Tragic Caitlin McVeigh-Conlon's mum in drug warning after Belfast teen killed by cocaine and ecstasy
A heartbroken mum yesterday pleaded with young people to stay away from drugs a year after her beloved daughter was killed by cocaine and ecstasy.
Caitlin McVeigh-Conlon, who had a six-month-old daughter, was just 18 when she accidentally overdosed at her home in west Belfast.
Speaking yesterday after the inquest into her daughter's death, devastated mum Paula Conlon said: "This was so out of character for Caitlin. I didn't even know she knew about drugs like this and I can only imagine that this was the first time she'd used them.
"It's unbelievable that this is how things turned out for her because she had so much going for her.
"She adored her little girl, she couldn't be without her and she was such a good wee mummy.
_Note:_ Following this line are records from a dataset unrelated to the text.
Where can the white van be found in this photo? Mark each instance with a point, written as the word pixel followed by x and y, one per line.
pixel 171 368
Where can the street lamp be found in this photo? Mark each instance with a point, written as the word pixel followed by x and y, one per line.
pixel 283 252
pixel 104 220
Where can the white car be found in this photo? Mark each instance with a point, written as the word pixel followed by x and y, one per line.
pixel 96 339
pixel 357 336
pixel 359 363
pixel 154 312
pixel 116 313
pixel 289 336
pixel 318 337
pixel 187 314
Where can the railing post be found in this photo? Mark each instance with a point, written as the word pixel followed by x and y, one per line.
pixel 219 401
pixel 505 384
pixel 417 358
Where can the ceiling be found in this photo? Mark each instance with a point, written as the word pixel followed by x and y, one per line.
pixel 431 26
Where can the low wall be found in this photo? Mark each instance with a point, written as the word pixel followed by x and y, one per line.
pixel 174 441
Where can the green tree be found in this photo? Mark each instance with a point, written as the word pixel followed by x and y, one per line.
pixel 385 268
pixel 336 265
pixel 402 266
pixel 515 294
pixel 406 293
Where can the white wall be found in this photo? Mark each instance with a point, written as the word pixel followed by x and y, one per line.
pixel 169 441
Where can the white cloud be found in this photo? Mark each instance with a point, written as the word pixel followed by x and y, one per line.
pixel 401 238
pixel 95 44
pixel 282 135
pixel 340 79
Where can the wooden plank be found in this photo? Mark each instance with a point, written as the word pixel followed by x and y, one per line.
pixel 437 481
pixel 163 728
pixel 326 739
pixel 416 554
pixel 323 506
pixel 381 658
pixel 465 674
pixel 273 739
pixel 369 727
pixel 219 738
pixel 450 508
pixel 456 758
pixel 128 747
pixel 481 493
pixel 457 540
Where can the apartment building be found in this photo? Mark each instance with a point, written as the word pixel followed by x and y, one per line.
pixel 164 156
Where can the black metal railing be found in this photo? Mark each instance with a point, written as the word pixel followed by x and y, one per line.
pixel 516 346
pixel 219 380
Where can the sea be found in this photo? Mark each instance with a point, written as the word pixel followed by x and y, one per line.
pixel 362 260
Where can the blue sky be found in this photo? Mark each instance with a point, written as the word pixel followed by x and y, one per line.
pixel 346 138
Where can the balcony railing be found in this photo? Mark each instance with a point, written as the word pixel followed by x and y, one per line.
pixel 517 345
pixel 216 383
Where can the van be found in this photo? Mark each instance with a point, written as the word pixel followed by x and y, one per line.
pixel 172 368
She'd never have left her.
"Things like this are so dangerous that even if you take them as a one-off or even just once in a while, this is what can happen.
"I'm left without my beautiful daughter and my granddaughter is left without her mummy.
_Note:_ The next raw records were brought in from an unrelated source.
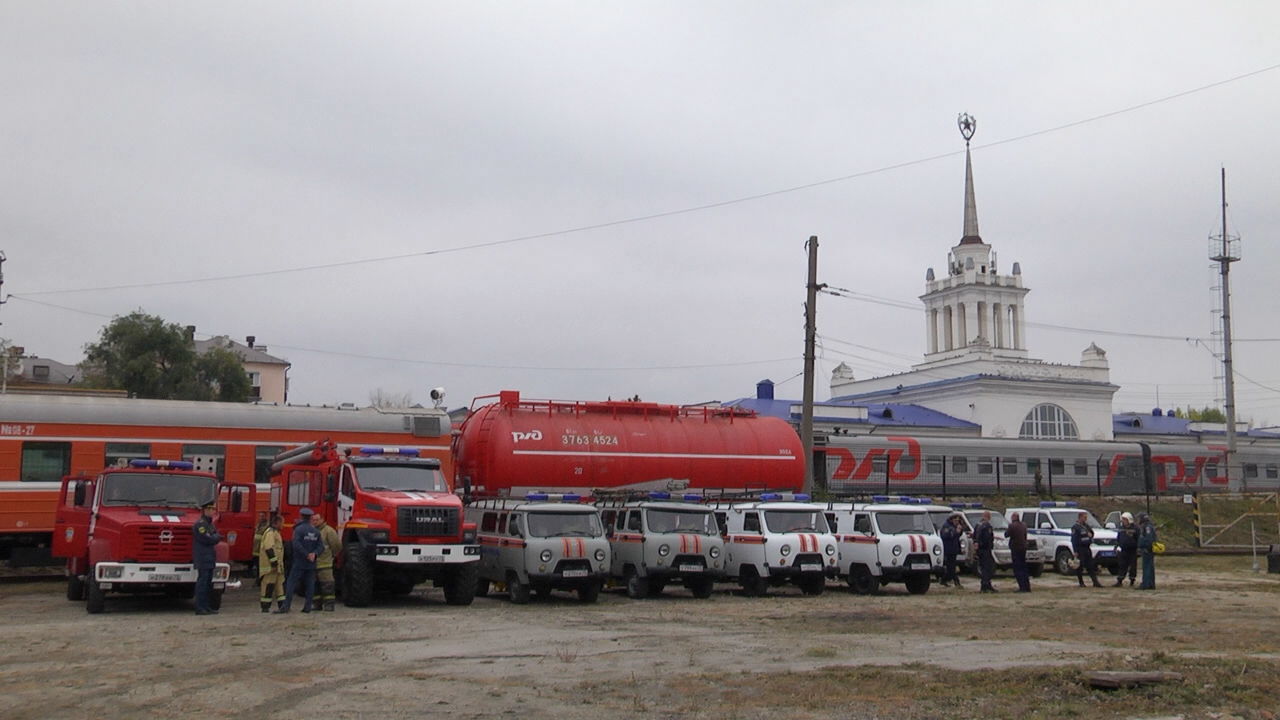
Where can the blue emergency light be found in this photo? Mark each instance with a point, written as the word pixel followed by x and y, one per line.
pixel 170 464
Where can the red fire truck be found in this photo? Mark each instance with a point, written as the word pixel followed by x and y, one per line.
pixel 128 529
pixel 398 520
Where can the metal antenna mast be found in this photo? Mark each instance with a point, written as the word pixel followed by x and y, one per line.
pixel 1224 250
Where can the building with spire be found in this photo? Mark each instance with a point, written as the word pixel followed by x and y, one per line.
pixel 976 363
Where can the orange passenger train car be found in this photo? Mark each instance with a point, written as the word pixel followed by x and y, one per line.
pixel 45 438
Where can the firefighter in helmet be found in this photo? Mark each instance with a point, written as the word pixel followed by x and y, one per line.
pixel 324 561
pixel 270 564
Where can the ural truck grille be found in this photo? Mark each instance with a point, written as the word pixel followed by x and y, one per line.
pixel 167 543
pixel 426 522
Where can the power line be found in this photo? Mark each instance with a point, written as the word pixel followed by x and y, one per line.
pixel 662 214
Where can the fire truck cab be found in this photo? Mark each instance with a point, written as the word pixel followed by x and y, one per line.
pixel 398 522
pixel 663 540
pixel 129 531
pixel 775 538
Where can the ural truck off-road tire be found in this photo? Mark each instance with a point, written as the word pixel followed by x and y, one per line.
pixel 460 583
pixel 862 580
pixel 638 587
pixel 702 587
pixel 357 577
pixel 753 584
pixel 590 592
pixel 1064 563
pixel 516 591
pixel 95 597
pixel 918 584
pixel 812 586
pixel 74 588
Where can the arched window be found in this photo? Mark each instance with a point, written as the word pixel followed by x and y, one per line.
pixel 1048 422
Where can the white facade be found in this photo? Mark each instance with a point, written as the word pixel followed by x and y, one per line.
pixel 977 367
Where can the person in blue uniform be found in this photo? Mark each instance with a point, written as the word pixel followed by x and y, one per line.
pixel 204 556
pixel 1146 543
pixel 306 547
pixel 1082 542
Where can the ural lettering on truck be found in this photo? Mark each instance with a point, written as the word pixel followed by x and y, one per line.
pixel 398 520
pixel 129 531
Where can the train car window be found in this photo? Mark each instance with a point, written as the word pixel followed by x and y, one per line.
pixel 118 454
pixel 862 523
pixel 208 458
pixel 46 461
pixel 263 458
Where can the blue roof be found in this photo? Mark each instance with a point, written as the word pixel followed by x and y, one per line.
pixel 877 413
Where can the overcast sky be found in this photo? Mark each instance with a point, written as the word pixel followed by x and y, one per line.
pixel 151 142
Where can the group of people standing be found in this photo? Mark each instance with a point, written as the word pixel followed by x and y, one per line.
pixel 314 547
pixel 1132 538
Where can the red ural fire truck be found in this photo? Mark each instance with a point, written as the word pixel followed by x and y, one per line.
pixel 128 531
pixel 393 509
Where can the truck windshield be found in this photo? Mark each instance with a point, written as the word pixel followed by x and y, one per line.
pixel 414 478
pixel 682 522
pixel 159 490
pixel 795 522
pixel 997 520
pixel 565 524
pixel 896 523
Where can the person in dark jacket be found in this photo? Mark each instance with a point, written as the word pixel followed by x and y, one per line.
pixel 984 542
pixel 306 547
pixel 1082 542
pixel 1127 540
pixel 1016 534
pixel 204 556
pixel 1146 543
pixel 950 533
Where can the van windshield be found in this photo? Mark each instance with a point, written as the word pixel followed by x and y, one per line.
pixel 795 522
pixel 156 490
pixel 565 524
pixel 412 478
pixel 896 523
pixel 699 523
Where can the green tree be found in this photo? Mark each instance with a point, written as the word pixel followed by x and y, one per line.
pixel 150 358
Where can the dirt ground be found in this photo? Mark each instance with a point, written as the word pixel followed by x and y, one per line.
pixel 839 655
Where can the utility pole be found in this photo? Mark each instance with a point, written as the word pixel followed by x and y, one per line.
pixel 1225 250
pixel 810 311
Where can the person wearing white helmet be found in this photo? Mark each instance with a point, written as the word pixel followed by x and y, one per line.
pixel 1127 540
"It's not something to mess about with and I would beg people not to try them because you never know what will happen."
Ms McVeigh-Conlon spent the night before she died with her mum and partner Dylan Conlon at the house she had just moved into with her young daughter, the inquest heard. With her granddaughter safely asleep in bed, Ms Conlon (43) left her daughter's house at midnight while Ms McVeigh-Conlon's partner stayed and her older brother, Ryan Conlon, arrived later with a friend.
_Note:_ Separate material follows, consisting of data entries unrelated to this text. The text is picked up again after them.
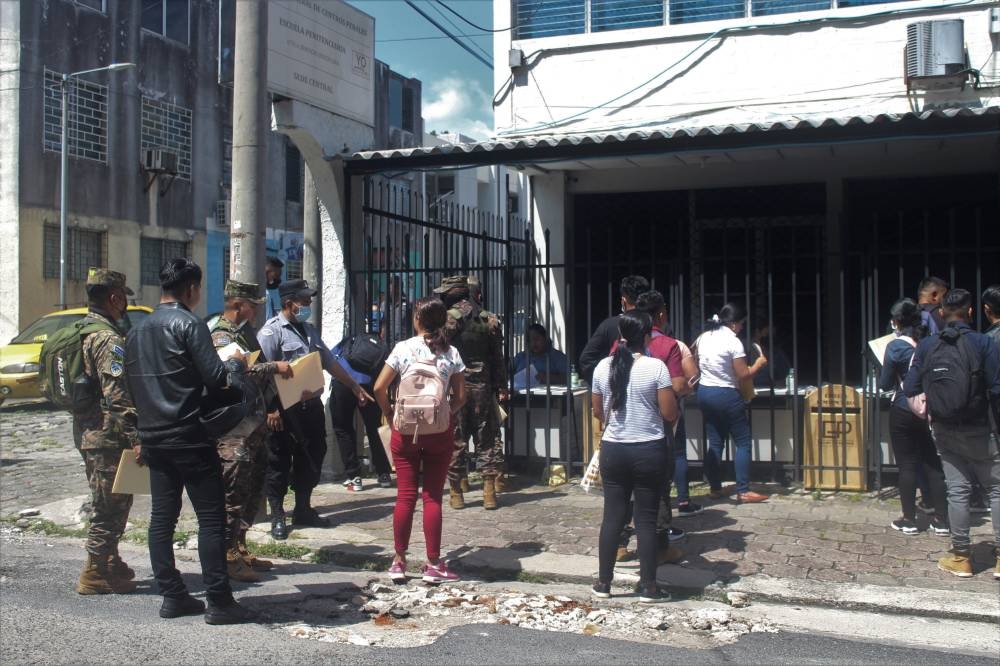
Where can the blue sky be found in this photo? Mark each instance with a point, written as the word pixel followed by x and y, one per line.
pixel 457 88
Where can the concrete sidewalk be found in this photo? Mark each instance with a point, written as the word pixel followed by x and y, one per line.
pixel 837 550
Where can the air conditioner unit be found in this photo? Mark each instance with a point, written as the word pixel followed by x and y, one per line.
pixel 935 54
pixel 223 213
pixel 159 160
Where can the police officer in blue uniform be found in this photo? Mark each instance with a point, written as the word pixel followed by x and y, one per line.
pixel 297 444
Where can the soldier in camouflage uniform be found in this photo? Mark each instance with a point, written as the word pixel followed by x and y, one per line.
pixel 476 333
pixel 244 457
pixel 102 426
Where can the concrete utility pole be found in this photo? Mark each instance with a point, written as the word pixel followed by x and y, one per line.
pixel 250 124
pixel 312 240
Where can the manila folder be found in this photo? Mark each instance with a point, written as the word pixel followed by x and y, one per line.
pixel 307 376
pixel 131 479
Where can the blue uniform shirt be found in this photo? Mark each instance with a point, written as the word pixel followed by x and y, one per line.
pixel 280 340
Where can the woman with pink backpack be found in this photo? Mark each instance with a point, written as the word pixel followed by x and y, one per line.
pixel 431 391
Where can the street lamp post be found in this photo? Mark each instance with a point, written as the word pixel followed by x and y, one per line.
pixel 64 161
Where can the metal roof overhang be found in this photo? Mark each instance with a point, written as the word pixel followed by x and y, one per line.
pixel 552 149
It was not until late the next afternoon, at almost 5pm on February 28 last year, that Dylan Conlon called 999. Friends wept as the distressing phonecall was played at the inquest.
Sadly, by the time paramedics arrived, it was too late and the business studies and childcare student had passed away.
Coroner Joe McCrisken said while there was confusion over the exact time of Ms McVeigh-Conlon's death, he believed it was likely she had died between 5am and 9am that morning.
His judgement was based on evidence given by medical and scientific experts.
Ms McVeigh-Conlon's partner was asked to attend the inquest, but did not turn up.
Mr McCrisken said he had powers to impose a fine of up to £1,000 for failing to attend an inquest and that it was something he intended to pursue in this case.
He said he would also explore other possibilities as giving evidence at an inquest was not optional.